METHODS: This retrospective descriptive study included children with type 1 diabetes who changed their insulin therapy protocol after at least one year of treatment with human insulin. Clinical, therapeutic, and glycaemic homeostasis parameters were assessed following the transition from human insulin (NPH + rapid-acting insulin) to the Basal-Bolus insulin analog- protocol.
RESULTS: The study included 60 patients. Following the switch, all patients showed a significant reduction in mean fasting blood glucose levels (11.11 mmol/l vs. 8.62 mmol/l; p=0.024). Glycated haemoglobin A1C levels decreased notably in children who adhered to their diet (from 9.93% to 8.38%; p=0.06) and/or engaged in regular physical activity (from 10.40% to 8.61%; p=0.043). The average number of hypoglycemic events per year decreased from 4.03 events/year to 2.36 events/year (p=0.006), along with a decrease in the rate of patients hospitalized for acid-ketotic decompensation (from 27% to 10%; p=0.001). Financial constraints led to 82% of patients reusing microfine needles ≥2 times per day, and 12% were compelled to revert to the initial insulin therapy protocol due to a lack of access to self-financed microfine needles or discontinued social coverage.
CONCLUSIONS: Although insulin analogues offer clear benefits, their use poses challenges as a therapeutic choice for children with diabetes in low- to middle-income countries. These challenges hinder the achievement of optimal glycemic control goals.
摘要:
背景:缺乏评估从人胰岛素到类似物的治疗转换的影响的研究,特别是在低收入和中等收入国家的儿科人群中。
目的:本研究旨在回顾性评估突尼斯糖尿病儿童从人胰岛素过渡到胰岛素类似物的有效性和安全性。
方法:这项回顾性描述性研究包括1型糖尿病儿童,他们在接受人胰岛素治疗至少一年后改变了他们的胰岛素治疗方案。临床,治疗性的,在从人胰岛素(NPH+速效胰岛素)过渡到基础-Bolus胰岛素类似物方案之后,评估血糖稳态参数。
结果:该研究包括60名患者。跟着开关,所有患者的平均空腹血糖水平显着降低(11.11mmol/lvs.8.62mmol/l;p=0.024)。在坚持饮食(从9.93%到8.38%;p=0.06)和/或进行定期体育锻炼(从10.40%到8.61%;p=0.043)的儿童中,糖化血红蛋白A1C水平显着降低。

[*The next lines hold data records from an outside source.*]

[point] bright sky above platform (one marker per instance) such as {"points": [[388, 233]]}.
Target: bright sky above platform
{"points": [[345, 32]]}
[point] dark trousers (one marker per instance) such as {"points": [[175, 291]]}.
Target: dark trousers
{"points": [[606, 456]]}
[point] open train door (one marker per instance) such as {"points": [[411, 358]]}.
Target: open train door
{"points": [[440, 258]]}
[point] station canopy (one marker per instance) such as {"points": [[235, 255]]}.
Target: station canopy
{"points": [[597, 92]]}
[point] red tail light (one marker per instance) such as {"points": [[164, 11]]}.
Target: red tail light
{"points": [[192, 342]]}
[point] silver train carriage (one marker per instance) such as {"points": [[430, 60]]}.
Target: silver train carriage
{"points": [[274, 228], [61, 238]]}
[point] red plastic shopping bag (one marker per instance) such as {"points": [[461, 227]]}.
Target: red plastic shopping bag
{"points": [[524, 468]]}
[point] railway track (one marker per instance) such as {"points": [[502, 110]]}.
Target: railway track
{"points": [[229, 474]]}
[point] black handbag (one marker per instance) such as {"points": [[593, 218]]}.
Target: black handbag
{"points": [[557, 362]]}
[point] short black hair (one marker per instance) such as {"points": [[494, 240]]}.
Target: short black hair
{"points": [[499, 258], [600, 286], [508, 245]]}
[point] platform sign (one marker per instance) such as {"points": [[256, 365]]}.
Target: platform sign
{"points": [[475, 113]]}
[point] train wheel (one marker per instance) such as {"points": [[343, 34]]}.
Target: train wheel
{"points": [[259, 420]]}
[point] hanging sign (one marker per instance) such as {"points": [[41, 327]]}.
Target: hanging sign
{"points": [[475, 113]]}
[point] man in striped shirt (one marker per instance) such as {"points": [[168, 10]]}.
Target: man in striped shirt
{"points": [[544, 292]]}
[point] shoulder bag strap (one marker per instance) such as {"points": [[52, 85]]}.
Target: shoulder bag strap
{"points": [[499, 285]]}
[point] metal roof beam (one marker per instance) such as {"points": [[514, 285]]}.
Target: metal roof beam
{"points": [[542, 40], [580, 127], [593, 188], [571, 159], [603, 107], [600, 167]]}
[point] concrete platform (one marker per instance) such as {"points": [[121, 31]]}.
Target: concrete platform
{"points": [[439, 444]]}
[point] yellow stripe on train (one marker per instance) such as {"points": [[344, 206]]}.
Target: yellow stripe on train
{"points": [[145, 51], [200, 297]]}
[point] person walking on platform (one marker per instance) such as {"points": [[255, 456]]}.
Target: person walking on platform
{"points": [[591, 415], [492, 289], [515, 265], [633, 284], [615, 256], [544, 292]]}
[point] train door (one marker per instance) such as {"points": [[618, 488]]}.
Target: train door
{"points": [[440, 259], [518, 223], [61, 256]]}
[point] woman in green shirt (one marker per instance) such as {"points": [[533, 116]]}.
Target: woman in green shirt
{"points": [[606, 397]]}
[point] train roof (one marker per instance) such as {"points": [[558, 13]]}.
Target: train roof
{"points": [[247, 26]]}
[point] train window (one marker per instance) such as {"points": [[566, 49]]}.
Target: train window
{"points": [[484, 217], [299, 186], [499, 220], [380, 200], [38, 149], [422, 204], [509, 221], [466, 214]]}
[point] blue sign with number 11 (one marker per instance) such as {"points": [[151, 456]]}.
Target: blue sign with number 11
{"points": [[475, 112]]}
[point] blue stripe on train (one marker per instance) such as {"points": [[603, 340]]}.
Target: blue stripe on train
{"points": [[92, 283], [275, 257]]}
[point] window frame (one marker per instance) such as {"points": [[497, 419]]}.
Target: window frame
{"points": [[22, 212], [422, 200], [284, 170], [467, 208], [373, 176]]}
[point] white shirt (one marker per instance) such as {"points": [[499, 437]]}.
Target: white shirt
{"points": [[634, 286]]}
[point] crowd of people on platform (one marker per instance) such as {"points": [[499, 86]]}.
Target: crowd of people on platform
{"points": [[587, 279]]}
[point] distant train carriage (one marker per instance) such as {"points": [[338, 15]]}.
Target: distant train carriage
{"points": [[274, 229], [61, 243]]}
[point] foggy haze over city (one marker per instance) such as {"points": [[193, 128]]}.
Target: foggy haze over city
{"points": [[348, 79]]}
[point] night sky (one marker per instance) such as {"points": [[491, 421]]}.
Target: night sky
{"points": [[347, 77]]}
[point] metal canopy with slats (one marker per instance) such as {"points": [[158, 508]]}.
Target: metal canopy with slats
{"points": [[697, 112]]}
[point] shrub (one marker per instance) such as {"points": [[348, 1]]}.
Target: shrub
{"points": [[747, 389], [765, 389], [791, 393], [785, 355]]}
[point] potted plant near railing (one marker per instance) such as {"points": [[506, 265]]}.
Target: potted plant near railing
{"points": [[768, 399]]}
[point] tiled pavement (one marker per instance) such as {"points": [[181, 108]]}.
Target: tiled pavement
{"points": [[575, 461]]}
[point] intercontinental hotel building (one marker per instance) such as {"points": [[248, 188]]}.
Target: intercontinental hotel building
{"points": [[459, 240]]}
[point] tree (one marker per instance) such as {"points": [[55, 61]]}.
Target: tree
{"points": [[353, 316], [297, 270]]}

每年低血糖事件的平均数量从4.03事件/年下降到2.36事件/年(p=0.006),同时,患者因酸酮症失代偿住院率也有所下降(从27%降至10%;p=0.001).资金紧张导致82%的患者每天重复使用细针≥2次,12%的患者由于无法获得自费的超细针头或社会覆盖中断而被迫恢复到最初的胰岛素治疗方案.
结论:尽管胰岛素类似物具有明显的益处,它们作为中低收入国家糖尿病儿童的治疗选择带来了挑战.这些挑战阻碍了最佳血糖控制目标的实现。
目的:本研究旨在回顾性评估突尼斯糖尿病儿童从人胰岛素过渡到胰岛素类似物的有效性和安全性。
方法:这项回顾性描述性研究包括1型糖尿病儿童,他们在接受人胰岛素治疗至少一年后改变了他们的胰岛素治疗方案。临床,治疗性的,在从人胰岛素(NPH+速效胰岛素)过渡到基础-Bolus胰岛素类似物方案之后,评估血糖稳态参数。
结果:该研究包括60名患者。跟着开关,所有患者的平均空腹血糖水平显着降低(11.11mmol/lvs.8.62mmol/l;p=0.024)。在坚持饮食(从9.93%到8.38%;p=0.06)和/或进行定期体育锻炼(从10.40%到8.61%;p=0.043)的儿童中,糖化血红蛋白A1C水平显着降低。每年低血糖事件的平均数量从4.03事件/年下降到2.36事件/年(p=0.006),同时,患者因酸酮症失代偿住院率也有所下降(从27%降至10%;p=0.001).资金紧张导致82%的患者每天重复使用细针≥2次,12%的患者由于无法获得自费的超细针头或社会覆盖中断而被迫恢复到最初的胰岛素治疗方案.
结论:尽管胰岛素类似物具有明显的益处,它们作为中低收入国家糖尿病儿童的治疗选择带来了挑战.这些挑战阻碍了最佳血糖控制目标的实现。